A Lebre de Hainan, ou Lepus hainanus, já foi um animal muito comum na Ilha Hainan, China. Porém, com o desenvolvimento das cidades e dos campos agrícolas a espécie têm sumido da maior parte da ilha. O último relato da espécie na região encontrada pelos cientistas foi há mais de 40 anos.
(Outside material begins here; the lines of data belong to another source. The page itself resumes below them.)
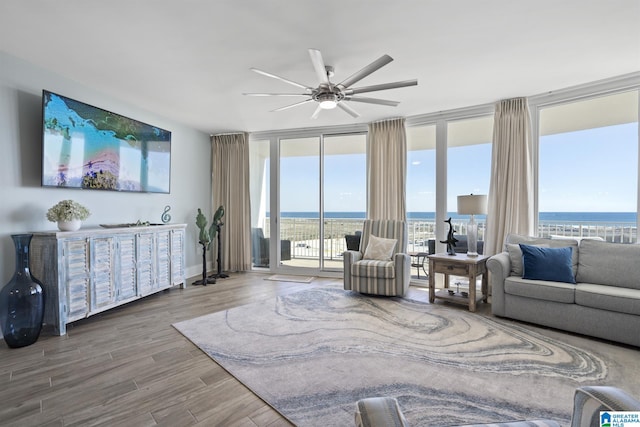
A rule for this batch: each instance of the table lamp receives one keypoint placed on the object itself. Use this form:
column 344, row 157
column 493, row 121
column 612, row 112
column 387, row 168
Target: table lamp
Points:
column 473, row 204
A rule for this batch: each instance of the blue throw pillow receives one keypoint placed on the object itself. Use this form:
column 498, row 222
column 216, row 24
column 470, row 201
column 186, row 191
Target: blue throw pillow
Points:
column 552, row 264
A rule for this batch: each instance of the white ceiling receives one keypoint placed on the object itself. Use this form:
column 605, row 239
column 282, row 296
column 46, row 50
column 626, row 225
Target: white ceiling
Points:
column 189, row 60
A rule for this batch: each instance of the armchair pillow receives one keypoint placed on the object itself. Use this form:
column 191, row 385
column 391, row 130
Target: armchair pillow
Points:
column 553, row 264
column 379, row 248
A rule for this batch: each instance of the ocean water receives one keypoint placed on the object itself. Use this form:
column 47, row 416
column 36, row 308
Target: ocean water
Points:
column 574, row 217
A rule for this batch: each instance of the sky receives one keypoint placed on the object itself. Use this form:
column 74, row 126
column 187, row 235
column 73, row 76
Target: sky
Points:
column 591, row 170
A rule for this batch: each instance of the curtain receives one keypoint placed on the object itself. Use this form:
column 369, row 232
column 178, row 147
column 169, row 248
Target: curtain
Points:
column 230, row 187
column 511, row 208
column 387, row 170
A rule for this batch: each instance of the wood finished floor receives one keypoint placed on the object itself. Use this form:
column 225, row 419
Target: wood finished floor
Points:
column 129, row 367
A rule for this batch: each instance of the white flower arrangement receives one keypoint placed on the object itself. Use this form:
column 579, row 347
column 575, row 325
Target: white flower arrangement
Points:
column 67, row 210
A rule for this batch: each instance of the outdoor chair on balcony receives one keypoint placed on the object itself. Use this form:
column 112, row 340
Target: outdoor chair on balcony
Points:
column 381, row 266
column 260, row 248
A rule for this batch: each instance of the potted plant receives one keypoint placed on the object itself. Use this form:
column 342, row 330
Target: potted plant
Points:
column 68, row 214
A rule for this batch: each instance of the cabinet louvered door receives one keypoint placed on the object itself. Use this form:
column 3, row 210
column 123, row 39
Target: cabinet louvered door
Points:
column 177, row 257
column 102, row 271
column 126, row 287
column 145, row 265
column 163, row 267
column 76, row 277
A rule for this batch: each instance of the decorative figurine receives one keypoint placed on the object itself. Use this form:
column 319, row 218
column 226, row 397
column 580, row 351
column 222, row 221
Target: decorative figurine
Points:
column 165, row 214
column 451, row 240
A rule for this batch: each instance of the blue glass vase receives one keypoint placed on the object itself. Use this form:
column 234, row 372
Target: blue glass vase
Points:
column 21, row 300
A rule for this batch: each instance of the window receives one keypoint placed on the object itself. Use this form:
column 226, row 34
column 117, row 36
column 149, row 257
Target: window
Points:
column 468, row 166
column 421, row 186
column 588, row 168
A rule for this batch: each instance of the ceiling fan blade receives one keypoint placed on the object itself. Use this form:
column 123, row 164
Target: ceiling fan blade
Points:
column 371, row 100
column 273, row 76
column 286, row 107
column 359, row 75
column 348, row 109
column 318, row 65
column 276, row 94
column 383, row 86
column 315, row 113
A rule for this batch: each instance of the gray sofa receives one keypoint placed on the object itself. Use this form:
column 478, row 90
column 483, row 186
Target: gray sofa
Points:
column 587, row 404
column 604, row 302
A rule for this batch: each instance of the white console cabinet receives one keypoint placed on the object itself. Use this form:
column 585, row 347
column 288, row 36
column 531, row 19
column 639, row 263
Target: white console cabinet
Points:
column 88, row 271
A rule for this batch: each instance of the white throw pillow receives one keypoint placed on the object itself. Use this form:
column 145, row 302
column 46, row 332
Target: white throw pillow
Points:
column 379, row 248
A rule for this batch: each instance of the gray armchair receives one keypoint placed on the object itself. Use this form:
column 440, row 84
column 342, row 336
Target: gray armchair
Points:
column 588, row 401
column 379, row 276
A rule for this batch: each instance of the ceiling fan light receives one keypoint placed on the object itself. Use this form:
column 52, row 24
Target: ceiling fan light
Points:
column 327, row 101
column 328, row 104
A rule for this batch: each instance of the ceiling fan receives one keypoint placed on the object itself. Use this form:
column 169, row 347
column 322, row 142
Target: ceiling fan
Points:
column 329, row 95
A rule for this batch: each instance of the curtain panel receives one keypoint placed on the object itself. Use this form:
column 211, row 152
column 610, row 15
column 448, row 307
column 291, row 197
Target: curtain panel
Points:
column 511, row 203
column 230, row 188
column 387, row 170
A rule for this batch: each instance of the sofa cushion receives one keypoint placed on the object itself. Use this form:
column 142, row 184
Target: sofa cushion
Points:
column 373, row 268
column 612, row 298
column 614, row 264
column 540, row 289
column 543, row 242
column 547, row 264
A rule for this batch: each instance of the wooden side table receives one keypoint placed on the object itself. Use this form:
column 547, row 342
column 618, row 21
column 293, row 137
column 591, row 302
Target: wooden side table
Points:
column 458, row 265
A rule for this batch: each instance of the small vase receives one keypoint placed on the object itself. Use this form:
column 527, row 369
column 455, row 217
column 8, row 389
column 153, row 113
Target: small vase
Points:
column 73, row 225
column 21, row 300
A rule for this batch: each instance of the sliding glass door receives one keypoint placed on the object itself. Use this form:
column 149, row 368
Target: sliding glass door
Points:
column 307, row 194
column 299, row 214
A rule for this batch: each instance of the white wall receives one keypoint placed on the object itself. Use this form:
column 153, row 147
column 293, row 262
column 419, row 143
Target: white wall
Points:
column 23, row 202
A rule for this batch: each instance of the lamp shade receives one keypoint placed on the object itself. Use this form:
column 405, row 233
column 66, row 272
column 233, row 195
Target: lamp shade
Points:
column 472, row 204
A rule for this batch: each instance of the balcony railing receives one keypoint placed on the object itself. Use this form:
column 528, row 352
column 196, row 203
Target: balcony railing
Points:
column 305, row 244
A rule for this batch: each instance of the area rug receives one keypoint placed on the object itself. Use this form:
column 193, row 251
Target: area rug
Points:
column 312, row 354
column 292, row 278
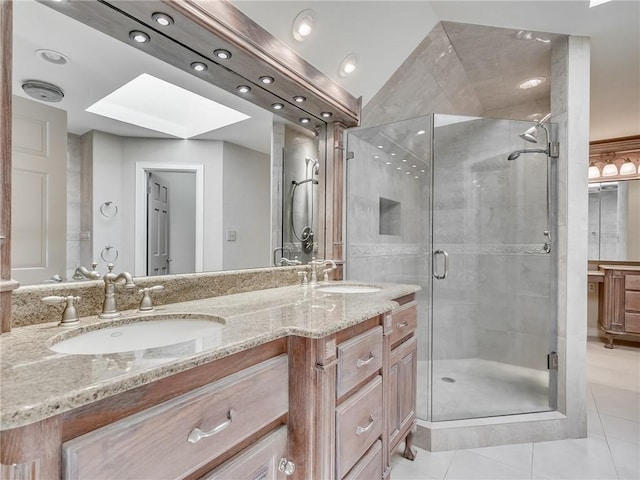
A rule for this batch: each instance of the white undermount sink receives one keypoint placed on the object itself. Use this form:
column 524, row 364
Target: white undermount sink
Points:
column 141, row 334
column 348, row 289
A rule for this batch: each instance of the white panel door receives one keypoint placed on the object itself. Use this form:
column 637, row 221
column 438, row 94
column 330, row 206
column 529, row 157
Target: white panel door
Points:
column 39, row 193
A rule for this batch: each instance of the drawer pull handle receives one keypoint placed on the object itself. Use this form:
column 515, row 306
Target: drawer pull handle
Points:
column 360, row 430
column 361, row 363
column 196, row 434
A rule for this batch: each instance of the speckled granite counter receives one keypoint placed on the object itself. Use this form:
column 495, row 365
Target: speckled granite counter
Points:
column 37, row 383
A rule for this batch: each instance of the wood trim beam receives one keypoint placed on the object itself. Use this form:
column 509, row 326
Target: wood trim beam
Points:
column 6, row 52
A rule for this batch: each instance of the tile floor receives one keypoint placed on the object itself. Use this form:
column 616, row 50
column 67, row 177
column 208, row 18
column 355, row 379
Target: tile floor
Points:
column 611, row 450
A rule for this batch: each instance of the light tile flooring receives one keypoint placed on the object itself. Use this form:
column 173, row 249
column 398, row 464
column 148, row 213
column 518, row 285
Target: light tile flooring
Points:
column 611, row 450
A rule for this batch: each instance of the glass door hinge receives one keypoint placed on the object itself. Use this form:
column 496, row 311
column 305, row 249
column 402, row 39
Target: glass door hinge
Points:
column 552, row 361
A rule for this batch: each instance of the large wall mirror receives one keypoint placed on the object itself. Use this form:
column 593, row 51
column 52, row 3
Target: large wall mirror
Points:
column 614, row 200
column 88, row 188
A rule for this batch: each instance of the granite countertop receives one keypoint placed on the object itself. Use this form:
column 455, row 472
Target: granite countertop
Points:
column 37, row 383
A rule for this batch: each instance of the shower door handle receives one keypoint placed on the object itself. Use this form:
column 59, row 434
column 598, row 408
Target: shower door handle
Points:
column 435, row 264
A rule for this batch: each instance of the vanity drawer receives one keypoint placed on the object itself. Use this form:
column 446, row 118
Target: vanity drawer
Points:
column 404, row 321
column 358, row 358
column 632, row 301
column 632, row 322
column 258, row 462
column 632, row 282
column 358, row 425
column 370, row 466
column 162, row 442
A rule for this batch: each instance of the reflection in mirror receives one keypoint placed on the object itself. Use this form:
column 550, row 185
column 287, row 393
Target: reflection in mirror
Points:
column 614, row 221
column 82, row 180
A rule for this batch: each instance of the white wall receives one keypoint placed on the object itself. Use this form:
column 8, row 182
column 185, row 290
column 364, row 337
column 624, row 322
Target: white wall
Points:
column 246, row 208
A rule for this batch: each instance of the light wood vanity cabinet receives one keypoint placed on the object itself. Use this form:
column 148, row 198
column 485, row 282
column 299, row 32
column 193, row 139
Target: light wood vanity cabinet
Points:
column 619, row 301
column 178, row 437
column 330, row 408
column 402, row 378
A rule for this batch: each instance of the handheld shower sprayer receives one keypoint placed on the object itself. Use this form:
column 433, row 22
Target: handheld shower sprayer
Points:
column 531, row 135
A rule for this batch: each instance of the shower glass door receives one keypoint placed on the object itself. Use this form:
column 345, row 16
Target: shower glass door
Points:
column 491, row 305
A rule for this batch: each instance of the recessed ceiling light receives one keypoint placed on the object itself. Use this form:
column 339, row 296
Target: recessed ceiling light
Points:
column 348, row 65
column 138, row 36
column 222, row 53
column 162, row 19
column 52, row 56
column 531, row 83
column 595, row 3
column 150, row 102
column 198, row 66
column 303, row 24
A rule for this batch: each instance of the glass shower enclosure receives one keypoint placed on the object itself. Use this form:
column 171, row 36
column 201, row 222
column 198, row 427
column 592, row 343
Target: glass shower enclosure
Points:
column 434, row 201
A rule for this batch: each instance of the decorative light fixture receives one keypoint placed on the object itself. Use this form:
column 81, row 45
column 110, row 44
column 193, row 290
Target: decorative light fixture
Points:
column 303, row 24
column 595, row 3
column 594, row 172
column 531, row 83
column 610, row 170
column 628, row 168
column 162, row 19
column 222, row 54
column 199, row 66
column 52, row 56
column 138, row 36
column 348, row 65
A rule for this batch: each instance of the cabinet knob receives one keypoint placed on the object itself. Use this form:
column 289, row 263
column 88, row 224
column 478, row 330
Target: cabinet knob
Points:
column 286, row 466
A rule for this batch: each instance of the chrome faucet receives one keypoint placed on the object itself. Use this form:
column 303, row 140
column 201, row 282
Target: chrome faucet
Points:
column 83, row 272
column 109, row 309
column 325, row 272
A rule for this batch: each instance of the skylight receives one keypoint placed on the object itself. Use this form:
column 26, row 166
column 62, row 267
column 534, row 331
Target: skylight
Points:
column 147, row 101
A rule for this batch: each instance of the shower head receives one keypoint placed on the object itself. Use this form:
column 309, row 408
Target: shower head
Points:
column 315, row 163
column 516, row 154
column 531, row 133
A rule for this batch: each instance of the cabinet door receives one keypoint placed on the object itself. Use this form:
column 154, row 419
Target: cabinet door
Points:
column 402, row 390
column 258, row 462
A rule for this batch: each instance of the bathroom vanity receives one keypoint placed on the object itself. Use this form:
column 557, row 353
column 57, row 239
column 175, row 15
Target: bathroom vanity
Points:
column 619, row 301
column 297, row 383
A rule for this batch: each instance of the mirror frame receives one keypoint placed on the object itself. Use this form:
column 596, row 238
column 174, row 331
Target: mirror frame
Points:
column 256, row 53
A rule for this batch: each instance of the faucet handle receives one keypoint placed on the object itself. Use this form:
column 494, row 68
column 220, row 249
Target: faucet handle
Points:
column 69, row 314
column 146, row 304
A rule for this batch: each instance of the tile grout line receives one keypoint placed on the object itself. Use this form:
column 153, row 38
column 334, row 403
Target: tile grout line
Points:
column 606, row 438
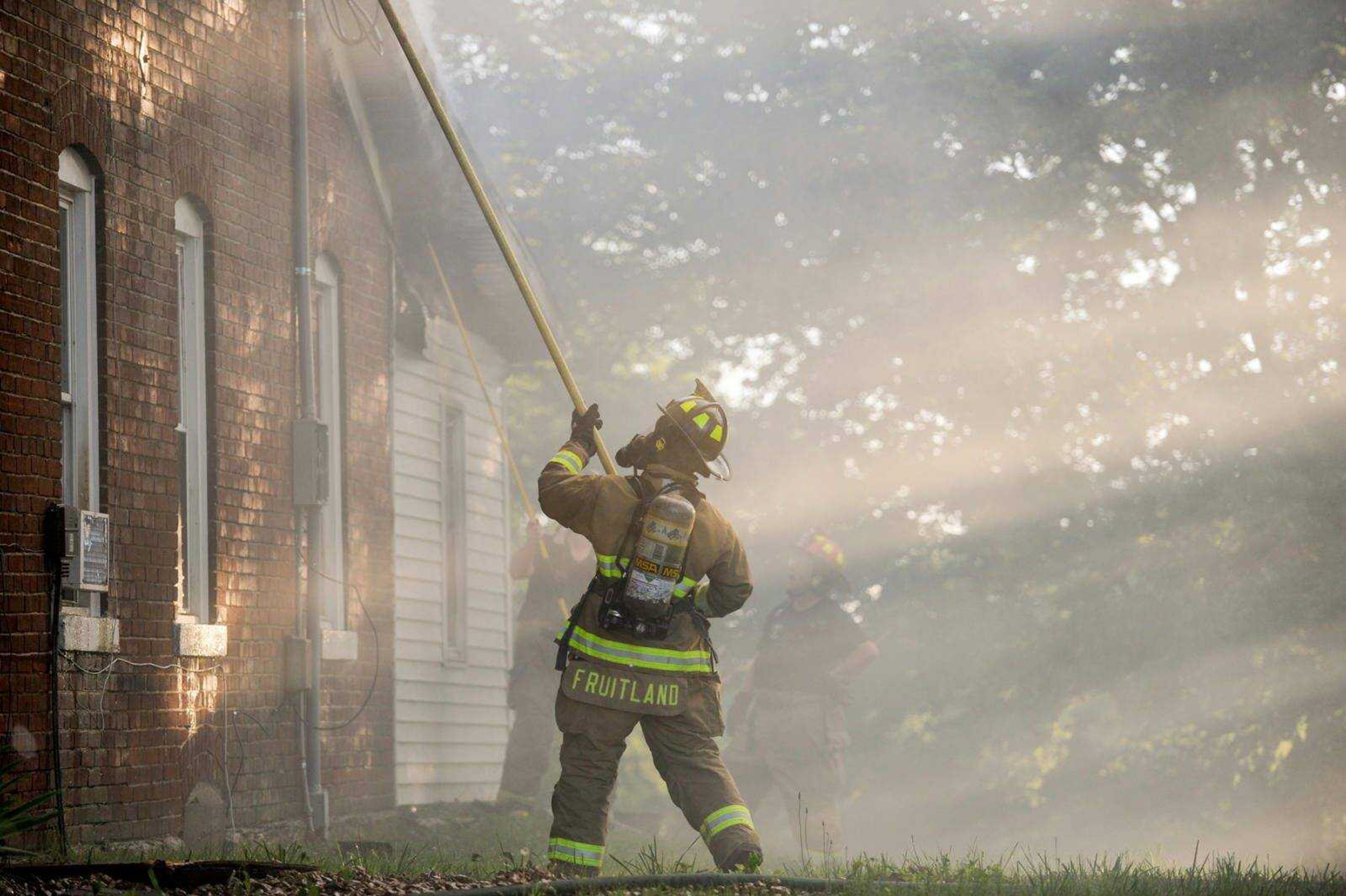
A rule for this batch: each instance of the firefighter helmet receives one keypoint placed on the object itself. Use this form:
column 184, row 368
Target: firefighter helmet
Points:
column 703, row 423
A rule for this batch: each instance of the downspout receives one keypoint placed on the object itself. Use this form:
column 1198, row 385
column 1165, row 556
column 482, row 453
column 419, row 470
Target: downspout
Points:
column 309, row 406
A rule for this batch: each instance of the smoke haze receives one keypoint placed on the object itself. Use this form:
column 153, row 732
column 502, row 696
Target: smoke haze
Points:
column 1034, row 307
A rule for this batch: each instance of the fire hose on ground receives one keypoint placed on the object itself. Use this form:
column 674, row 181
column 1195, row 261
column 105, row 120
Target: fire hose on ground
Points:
column 702, row 880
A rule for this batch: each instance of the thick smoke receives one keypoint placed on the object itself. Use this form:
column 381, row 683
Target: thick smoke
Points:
column 1034, row 307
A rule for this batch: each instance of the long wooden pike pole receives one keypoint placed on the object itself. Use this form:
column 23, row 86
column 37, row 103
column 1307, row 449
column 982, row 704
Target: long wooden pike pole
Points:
column 493, row 221
column 487, row 395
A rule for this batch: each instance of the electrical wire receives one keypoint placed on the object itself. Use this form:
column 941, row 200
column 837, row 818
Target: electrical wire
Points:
column 373, row 630
column 365, row 25
column 59, row 777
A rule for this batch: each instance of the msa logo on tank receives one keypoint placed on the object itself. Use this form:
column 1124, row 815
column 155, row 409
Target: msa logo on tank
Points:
column 660, row 555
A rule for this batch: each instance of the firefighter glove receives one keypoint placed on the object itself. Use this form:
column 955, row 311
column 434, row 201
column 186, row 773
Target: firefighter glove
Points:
column 583, row 427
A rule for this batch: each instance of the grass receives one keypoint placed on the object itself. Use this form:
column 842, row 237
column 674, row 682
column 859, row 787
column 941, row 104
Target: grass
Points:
column 481, row 847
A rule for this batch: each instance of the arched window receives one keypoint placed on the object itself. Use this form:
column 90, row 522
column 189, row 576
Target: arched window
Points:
column 79, row 334
column 329, row 541
column 79, row 249
column 193, row 498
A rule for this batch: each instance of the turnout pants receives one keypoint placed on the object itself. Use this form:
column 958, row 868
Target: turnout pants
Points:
column 686, row 755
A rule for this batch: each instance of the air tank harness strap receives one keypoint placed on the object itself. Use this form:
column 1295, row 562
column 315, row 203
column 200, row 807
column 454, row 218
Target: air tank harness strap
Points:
column 599, row 583
column 563, row 644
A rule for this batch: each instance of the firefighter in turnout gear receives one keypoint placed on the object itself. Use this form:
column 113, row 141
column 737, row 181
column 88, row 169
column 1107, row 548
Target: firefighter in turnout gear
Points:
column 788, row 723
column 631, row 660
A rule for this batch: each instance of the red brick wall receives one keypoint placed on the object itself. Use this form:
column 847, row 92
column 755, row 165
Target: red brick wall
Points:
column 210, row 122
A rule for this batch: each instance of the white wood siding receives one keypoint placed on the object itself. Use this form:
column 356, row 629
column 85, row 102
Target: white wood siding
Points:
column 451, row 720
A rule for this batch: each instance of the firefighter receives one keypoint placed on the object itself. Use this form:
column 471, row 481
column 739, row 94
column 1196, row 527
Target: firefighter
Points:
column 556, row 578
column 625, row 666
column 788, row 723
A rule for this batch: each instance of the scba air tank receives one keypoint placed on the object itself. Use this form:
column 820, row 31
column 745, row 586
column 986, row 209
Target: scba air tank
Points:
column 660, row 556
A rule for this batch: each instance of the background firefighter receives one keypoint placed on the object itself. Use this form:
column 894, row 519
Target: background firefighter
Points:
column 618, row 680
column 555, row 582
column 789, row 722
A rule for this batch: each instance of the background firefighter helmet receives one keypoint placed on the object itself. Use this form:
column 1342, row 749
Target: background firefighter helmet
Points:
column 702, row 419
column 822, row 565
column 825, row 549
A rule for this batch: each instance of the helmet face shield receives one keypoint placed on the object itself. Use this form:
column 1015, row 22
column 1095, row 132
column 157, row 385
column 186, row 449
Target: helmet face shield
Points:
column 702, row 420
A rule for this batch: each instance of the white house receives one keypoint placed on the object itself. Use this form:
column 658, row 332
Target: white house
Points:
column 454, row 627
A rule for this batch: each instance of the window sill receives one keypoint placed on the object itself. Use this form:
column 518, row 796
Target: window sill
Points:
column 340, row 645
column 200, row 639
column 91, row 634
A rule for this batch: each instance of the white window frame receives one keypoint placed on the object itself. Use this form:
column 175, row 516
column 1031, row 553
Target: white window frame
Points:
column 453, row 509
column 193, row 581
column 80, row 469
column 330, row 541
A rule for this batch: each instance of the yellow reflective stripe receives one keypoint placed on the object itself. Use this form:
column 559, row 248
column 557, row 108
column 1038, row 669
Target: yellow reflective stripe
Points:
column 569, row 459
column 702, row 600
column 723, row 819
column 684, row 587
column 624, row 654
column 575, row 854
column 610, row 567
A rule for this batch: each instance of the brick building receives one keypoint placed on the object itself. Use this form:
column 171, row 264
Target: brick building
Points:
column 150, row 372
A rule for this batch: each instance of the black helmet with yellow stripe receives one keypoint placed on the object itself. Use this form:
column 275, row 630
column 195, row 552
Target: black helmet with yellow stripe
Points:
column 703, row 422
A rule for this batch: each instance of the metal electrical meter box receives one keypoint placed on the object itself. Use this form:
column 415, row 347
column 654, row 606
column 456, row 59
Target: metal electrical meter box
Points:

Surpreendentemente, os pesquisadores não estavam procurando a espécie. Porém, em um trajeto à um trabalho de campo, uma carcaça do animal, completamente esmagada no asfalto, foi identificada por um deles.

A Lebre de Hainan
Aliás, os pequenos animais estão entre os lagomorfos, ordem que abrange coelhos, lebres e as pikas, menos estudados do mundo. Apesar da fatalidade, o artigo publicado em 15 de dezembro do ano passado na revista Mammalia, aponta que o encontro foi realizado a 200 quilômetros da única faixa de habitação dos animais na ilha chinesa.
Ou seja, foi a primeira vez desde 1986 que um vestígio de espécime deste animal foi encontrado a nordeste da ilha de Hainan. Subitamente, os cientistas descobriram mais uma região que a ameaçada lebre pode estar sendo negligenciada, segundo o Live Science.
Uma crise animal
Visto que a espécie já foi divulgada como tendo entre 10.000 espécimes e hoje os relatos falam de 250 a 500 indivíduos na ilha, a notícia surpreendeu a comunidade local.
A queda dos animais se deve à rápida industrialização e expansão agrícola que houve na ilha. Sem habitats propícios, a espécie pouco a pouco foi desaparecendo. Inclusive, hoje a espécie se encontra na Lista Vermelha da China.
Logo após a descoberta, Michael Hui, um oficial de conservação do grupo conservacionista Kadoorie Farm and Botanic Garden (KFBG), disse em uma entrevista ao Live Science:
Ela fornece esperança para esta espécie criticamente ameaçada nacionalmente, pois sua faixa atual é mais ampla do que conhecida anteriormente.”
Ainda não há mais informações sobre o caso. Se a espécie pode ser recuperada, estimulada, clonada ou reproduzida artificialmente, somente o tempo e a Ilha de Hainan pode responder.